The brief of the appellant shall contain under appropriate headings and in the order here indicated:

(1) A table of contents, with references to the pages in the brief; (2) A table of authorities, including cases (alphabetically arranged), statutes and other authorities cited, with references to the pages in the brief where they are cited;

* * *

(4) A statement of the issues presented for review; (5) A statement of the case, indicating briefly the nature of the case, the course of proceedings, and its disposition in the court below; (6) A statement of facts, setting forth the facts relevant to the issues presented for review with appropriate references to the record; (7) An argument, which may be preceded by a summary of argument, setting forth:

(A) the contentions of the appellant with respect to the issues presented, and the reasons therefor, including the reasons why the contentions require appellate relief, with citations to the authorities and appropriate references to the record (which may be quoted verbatim) relied on; and (B) for each issue, a concise statement of the applicable standard of review (which may appear in the discussion of the issue or under a separate heading placed before the discussion of the issues); (8) A short conclusion, stating the precise relief sought.

Tenn. R. App. P. 27(a).

Mr. Garrard’s brief fails in several respects. First, Mr. Garrard’s brief contains no

-3- statement of facts or statement of the case. Mr. Garrard’s brief also contains no references to the appellate record, no table of authorities, and no statement of the applicable standard of review.2 Finally, and most egregiously, Mr. Garrard failed to include a statement of the issues presented for review to this Court. It is well-settled that these failures may result in a waiver of the issues on appeal. See Tennessee Rule of Appellate Procedure 13(b) (“Review will generally only extend to those issues presented for review.”); Childress v.
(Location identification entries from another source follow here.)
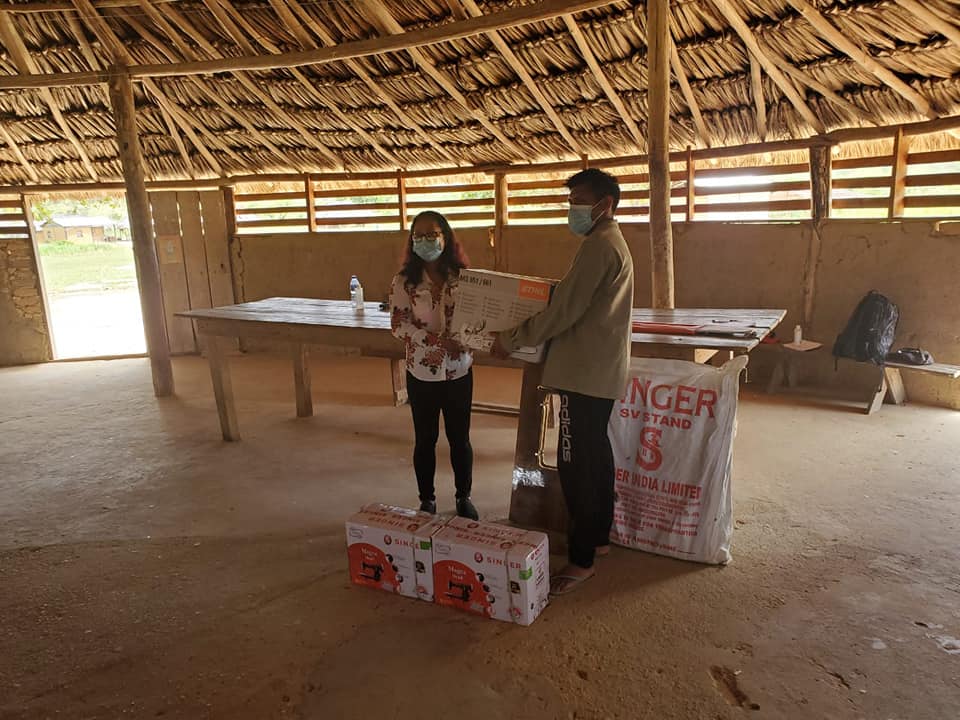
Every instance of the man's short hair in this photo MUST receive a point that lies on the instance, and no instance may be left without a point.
(601, 184)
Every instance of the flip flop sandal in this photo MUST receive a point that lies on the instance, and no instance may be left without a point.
(573, 582)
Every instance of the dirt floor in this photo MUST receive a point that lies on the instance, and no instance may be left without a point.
(149, 570)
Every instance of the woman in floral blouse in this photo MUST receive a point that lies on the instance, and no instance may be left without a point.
(439, 374)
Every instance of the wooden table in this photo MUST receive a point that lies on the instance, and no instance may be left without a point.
(301, 322)
(536, 499)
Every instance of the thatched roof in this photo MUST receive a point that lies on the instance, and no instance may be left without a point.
(534, 91)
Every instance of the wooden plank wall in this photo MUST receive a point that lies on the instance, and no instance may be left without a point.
(192, 246)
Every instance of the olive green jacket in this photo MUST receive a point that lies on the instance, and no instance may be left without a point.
(588, 320)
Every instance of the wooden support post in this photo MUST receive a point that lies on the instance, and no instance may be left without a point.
(821, 189)
(311, 203)
(398, 376)
(301, 380)
(879, 393)
(501, 217)
(821, 181)
(898, 177)
(402, 199)
(51, 349)
(141, 229)
(896, 392)
(223, 387)
(661, 233)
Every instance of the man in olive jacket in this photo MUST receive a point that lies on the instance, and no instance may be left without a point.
(588, 325)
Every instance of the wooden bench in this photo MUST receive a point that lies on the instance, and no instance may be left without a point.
(890, 383)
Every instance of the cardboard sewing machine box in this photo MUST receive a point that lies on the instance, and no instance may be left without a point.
(391, 548)
(492, 570)
(488, 302)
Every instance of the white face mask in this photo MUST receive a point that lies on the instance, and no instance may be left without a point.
(580, 218)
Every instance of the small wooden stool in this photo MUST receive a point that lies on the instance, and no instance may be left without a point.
(786, 370)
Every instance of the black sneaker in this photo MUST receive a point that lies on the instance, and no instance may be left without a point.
(465, 508)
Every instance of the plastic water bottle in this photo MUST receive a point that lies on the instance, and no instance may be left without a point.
(356, 294)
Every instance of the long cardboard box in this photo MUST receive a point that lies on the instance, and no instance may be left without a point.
(488, 302)
(492, 570)
(391, 548)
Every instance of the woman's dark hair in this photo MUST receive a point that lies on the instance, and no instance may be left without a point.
(452, 260)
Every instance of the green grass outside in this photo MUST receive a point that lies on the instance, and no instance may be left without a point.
(70, 267)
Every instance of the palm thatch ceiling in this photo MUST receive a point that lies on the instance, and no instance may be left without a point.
(574, 84)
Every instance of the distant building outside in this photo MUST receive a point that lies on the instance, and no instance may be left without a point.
(82, 229)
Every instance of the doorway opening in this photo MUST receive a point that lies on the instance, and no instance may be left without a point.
(86, 258)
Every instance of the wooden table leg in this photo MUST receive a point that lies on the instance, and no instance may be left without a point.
(301, 380)
(223, 387)
(896, 392)
(398, 374)
(876, 401)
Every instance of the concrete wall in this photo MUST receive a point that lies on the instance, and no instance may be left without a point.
(320, 265)
(723, 265)
(24, 337)
(916, 263)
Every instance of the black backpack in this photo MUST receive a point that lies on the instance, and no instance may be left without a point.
(870, 331)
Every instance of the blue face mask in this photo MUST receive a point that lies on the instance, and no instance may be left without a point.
(428, 249)
(580, 219)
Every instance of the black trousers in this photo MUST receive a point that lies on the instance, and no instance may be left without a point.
(586, 468)
(428, 400)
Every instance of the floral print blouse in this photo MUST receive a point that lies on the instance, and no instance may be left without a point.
(420, 319)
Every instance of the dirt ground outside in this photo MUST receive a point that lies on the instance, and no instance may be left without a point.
(93, 299)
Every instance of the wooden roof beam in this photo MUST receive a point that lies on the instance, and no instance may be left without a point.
(805, 79)
(513, 17)
(178, 141)
(756, 86)
(612, 97)
(950, 31)
(91, 57)
(740, 27)
(510, 57)
(26, 65)
(241, 24)
(55, 7)
(118, 50)
(212, 94)
(170, 28)
(688, 94)
(327, 39)
(831, 34)
(21, 158)
(383, 19)
(285, 12)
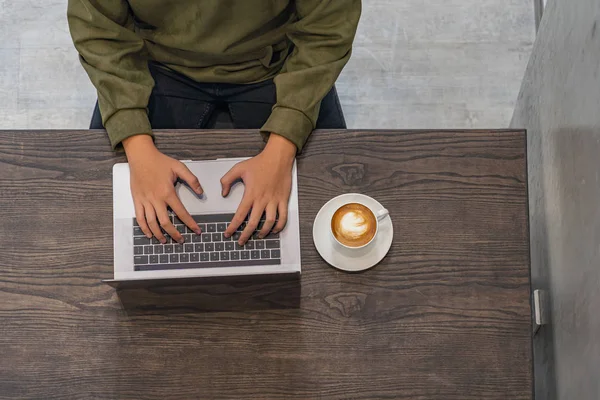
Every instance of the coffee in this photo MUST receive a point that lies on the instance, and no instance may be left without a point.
(354, 225)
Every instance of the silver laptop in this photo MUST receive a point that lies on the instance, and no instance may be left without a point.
(210, 255)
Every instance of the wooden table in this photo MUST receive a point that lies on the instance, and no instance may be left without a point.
(446, 315)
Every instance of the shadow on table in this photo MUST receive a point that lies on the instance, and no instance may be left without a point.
(249, 295)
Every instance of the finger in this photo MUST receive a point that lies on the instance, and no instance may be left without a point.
(185, 217)
(282, 217)
(229, 178)
(252, 223)
(165, 222)
(184, 173)
(153, 224)
(239, 217)
(141, 219)
(271, 214)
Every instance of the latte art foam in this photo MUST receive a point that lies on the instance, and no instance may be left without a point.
(354, 225)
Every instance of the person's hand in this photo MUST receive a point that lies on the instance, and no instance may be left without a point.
(153, 176)
(268, 181)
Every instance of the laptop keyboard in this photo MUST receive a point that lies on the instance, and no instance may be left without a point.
(208, 250)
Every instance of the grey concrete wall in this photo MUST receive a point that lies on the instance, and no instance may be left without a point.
(559, 104)
(416, 64)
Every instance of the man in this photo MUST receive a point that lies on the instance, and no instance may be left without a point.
(171, 64)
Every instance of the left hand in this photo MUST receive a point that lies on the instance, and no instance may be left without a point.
(268, 181)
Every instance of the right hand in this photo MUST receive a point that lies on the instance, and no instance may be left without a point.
(153, 176)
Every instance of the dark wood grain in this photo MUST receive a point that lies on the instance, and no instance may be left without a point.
(446, 315)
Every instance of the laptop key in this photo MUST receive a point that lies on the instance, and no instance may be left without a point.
(140, 241)
(272, 236)
(273, 244)
(139, 260)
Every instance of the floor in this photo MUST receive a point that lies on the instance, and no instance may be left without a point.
(416, 64)
(559, 105)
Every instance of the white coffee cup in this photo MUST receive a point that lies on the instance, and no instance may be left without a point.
(354, 225)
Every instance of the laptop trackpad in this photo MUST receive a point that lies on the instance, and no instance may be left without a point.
(209, 174)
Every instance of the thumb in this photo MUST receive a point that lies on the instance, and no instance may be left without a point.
(184, 173)
(229, 178)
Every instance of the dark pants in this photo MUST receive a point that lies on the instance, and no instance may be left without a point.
(178, 102)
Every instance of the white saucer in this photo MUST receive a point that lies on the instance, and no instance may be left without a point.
(338, 256)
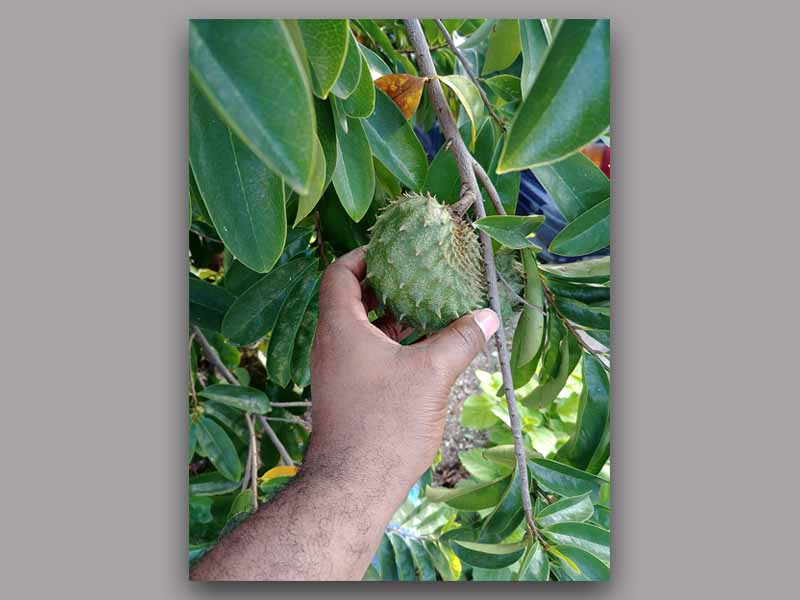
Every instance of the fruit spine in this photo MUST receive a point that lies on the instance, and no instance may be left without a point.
(424, 263)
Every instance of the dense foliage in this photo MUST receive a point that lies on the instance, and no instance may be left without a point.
(300, 131)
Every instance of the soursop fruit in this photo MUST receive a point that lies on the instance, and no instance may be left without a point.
(425, 264)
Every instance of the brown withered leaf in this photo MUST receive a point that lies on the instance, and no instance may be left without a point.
(404, 90)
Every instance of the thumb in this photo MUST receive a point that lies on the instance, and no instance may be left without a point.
(457, 344)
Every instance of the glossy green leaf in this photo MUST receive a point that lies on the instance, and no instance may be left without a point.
(586, 536)
(307, 202)
(534, 566)
(588, 233)
(589, 567)
(238, 396)
(348, 78)
(469, 97)
(394, 143)
(504, 46)
(593, 317)
(576, 508)
(506, 516)
(215, 444)
(211, 484)
(253, 314)
(593, 414)
(575, 184)
(284, 335)
(534, 47)
(361, 102)
(565, 480)
(325, 41)
(377, 68)
(326, 133)
(354, 175)
(569, 103)
(208, 304)
(236, 63)
(244, 198)
(403, 558)
(593, 270)
(386, 561)
(470, 496)
(442, 179)
(301, 356)
(487, 556)
(510, 230)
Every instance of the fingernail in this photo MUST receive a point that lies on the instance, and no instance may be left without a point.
(487, 320)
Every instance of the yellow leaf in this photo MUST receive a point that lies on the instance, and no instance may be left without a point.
(278, 472)
(404, 90)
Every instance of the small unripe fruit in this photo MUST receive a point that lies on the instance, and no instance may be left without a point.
(425, 264)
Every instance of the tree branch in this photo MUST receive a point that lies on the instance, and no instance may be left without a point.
(469, 73)
(469, 184)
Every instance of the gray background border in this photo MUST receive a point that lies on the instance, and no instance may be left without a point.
(93, 147)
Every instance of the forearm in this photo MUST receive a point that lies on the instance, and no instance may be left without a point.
(326, 525)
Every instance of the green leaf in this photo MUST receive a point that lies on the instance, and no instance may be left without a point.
(236, 63)
(211, 484)
(386, 562)
(354, 175)
(361, 102)
(593, 270)
(284, 335)
(593, 415)
(348, 78)
(422, 560)
(253, 314)
(504, 46)
(208, 304)
(394, 143)
(238, 396)
(576, 508)
(579, 565)
(244, 198)
(593, 317)
(511, 231)
(470, 497)
(469, 97)
(326, 43)
(442, 179)
(534, 566)
(569, 104)
(586, 234)
(506, 516)
(307, 202)
(575, 184)
(326, 133)
(487, 556)
(586, 536)
(301, 356)
(565, 480)
(215, 444)
(403, 558)
(534, 47)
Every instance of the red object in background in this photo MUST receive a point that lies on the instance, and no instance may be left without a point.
(599, 154)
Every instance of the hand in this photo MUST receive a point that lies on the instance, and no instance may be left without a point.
(379, 407)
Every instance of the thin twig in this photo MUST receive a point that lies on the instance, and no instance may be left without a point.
(469, 187)
(468, 70)
(274, 438)
(253, 461)
(290, 404)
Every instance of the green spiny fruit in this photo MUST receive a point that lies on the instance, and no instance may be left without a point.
(424, 264)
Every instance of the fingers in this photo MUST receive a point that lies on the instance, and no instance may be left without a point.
(340, 291)
(456, 345)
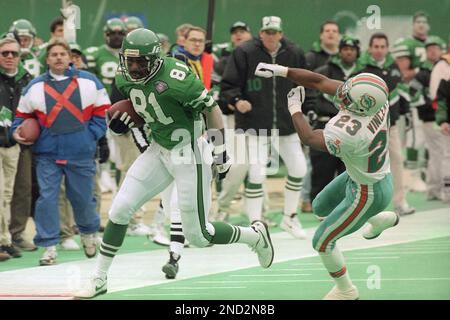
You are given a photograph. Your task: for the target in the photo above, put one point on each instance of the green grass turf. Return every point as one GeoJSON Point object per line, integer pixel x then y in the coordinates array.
{"type": "Point", "coordinates": [405, 275]}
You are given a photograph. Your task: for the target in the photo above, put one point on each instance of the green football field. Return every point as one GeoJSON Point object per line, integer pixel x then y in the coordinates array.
{"type": "Point", "coordinates": [411, 261]}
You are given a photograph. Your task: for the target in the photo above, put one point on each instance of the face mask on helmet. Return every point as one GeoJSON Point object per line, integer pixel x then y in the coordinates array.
{"type": "Point", "coordinates": [364, 94]}
{"type": "Point", "coordinates": [114, 38]}
{"type": "Point", "coordinates": [138, 68]}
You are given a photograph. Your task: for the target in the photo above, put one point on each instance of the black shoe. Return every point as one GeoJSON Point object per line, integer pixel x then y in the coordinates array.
{"type": "Point", "coordinates": [171, 267]}
{"type": "Point", "coordinates": [24, 245]}
{"type": "Point", "coordinates": [12, 251]}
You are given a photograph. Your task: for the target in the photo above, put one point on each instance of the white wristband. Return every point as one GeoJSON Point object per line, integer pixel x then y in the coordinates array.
{"type": "Point", "coordinates": [294, 109]}
{"type": "Point", "coordinates": [219, 149]}
{"type": "Point", "coordinates": [282, 71]}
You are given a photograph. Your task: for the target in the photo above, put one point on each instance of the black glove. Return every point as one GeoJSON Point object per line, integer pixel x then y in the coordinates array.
{"type": "Point", "coordinates": [312, 118]}
{"type": "Point", "coordinates": [408, 121]}
{"type": "Point", "coordinates": [120, 123]}
{"type": "Point", "coordinates": [103, 150]}
{"type": "Point", "coordinates": [222, 164]}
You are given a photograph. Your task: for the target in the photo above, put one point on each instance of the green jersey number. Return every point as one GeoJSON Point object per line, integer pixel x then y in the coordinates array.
{"type": "Point", "coordinates": [378, 146]}
{"type": "Point", "coordinates": [144, 107]}
{"type": "Point", "coordinates": [351, 128]}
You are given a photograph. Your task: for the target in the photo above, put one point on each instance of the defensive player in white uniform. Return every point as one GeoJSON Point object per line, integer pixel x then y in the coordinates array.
{"type": "Point", "coordinates": [358, 134]}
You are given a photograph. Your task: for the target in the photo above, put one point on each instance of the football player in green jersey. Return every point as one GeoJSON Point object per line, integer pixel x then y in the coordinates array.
{"type": "Point", "coordinates": [171, 100]}
{"type": "Point", "coordinates": [409, 54]}
{"type": "Point", "coordinates": [25, 33]}
{"type": "Point", "coordinates": [103, 61]}
{"type": "Point", "coordinates": [133, 23]}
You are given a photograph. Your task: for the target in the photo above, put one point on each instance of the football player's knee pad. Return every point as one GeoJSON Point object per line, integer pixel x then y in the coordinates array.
{"type": "Point", "coordinates": [121, 210]}
{"type": "Point", "coordinates": [257, 174]}
{"type": "Point", "coordinates": [317, 244]}
{"type": "Point", "coordinates": [200, 238]}
{"type": "Point", "coordinates": [196, 239]}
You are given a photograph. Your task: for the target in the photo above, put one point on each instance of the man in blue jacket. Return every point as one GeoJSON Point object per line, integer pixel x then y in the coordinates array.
{"type": "Point", "coordinates": [70, 107]}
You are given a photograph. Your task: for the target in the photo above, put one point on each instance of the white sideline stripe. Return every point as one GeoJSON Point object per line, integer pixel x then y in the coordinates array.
{"type": "Point", "coordinates": [200, 288]}
{"type": "Point", "coordinates": [406, 252]}
{"type": "Point", "coordinates": [270, 275]}
{"type": "Point", "coordinates": [159, 294]}
{"type": "Point", "coordinates": [142, 269]}
{"type": "Point", "coordinates": [318, 280]}
{"type": "Point", "coordinates": [299, 269]}
{"type": "Point", "coordinates": [374, 258]}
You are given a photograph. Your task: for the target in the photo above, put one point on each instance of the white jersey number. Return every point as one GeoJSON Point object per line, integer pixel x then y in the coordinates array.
{"type": "Point", "coordinates": [144, 106]}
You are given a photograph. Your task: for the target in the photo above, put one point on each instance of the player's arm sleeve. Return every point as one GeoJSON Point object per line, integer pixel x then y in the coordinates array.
{"type": "Point", "coordinates": [336, 142]}
{"type": "Point", "coordinates": [89, 53]}
{"type": "Point", "coordinates": [443, 96]}
{"type": "Point", "coordinates": [97, 123]}
{"type": "Point", "coordinates": [233, 81]}
{"type": "Point", "coordinates": [196, 97]}
{"type": "Point", "coordinates": [24, 109]}
{"type": "Point", "coordinates": [116, 94]}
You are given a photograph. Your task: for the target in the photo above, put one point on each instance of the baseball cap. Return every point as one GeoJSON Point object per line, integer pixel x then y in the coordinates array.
{"type": "Point", "coordinates": [271, 23]}
{"type": "Point", "coordinates": [348, 41]}
{"type": "Point", "coordinates": [75, 47]}
{"type": "Point", "coordinates": [239, 25]}
{"type": "Point", "coordinates": [435, 40]}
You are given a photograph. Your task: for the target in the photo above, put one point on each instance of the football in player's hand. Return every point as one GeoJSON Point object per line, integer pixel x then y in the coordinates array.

Union Realty Co., 97 S.W.3d 573, 578 (Tenn. Ct. App. 2002) (“Generally, an issue argued in the body of the brief, but not designated as an issue will be considered waived.”); Owen v. Long Tire, LLC, No. W2011-01227-COA-R3-CV, 2011 WL 6777014 (Tenn. Ct. App. Dec. 22, 2011) (dismissing appeal for failure to include a table of contents, statement of the issues, statement of the case, references to the appellate record in the statement of the facts, or references to the record to citation to authority in the argument brief); Quaites v. University of Tennessee College of Pharmacy, No. M2011-00923-COA-R3-CV, 2012 WL 172893 (Tenn. Ct. App. 2012) (dismissing appeal for failure to include a statement of the issues, statement of the case, or references to the appellate record). However, we note that Mr. Garrard’s reply brief does contain a statement of the facts and a statement of the issue presented for review. Further, both Mr. Garrard’s initial brief and his reply brief contain copies of the documents from the record on which he relies.

We are cognizant of the fact that Mr.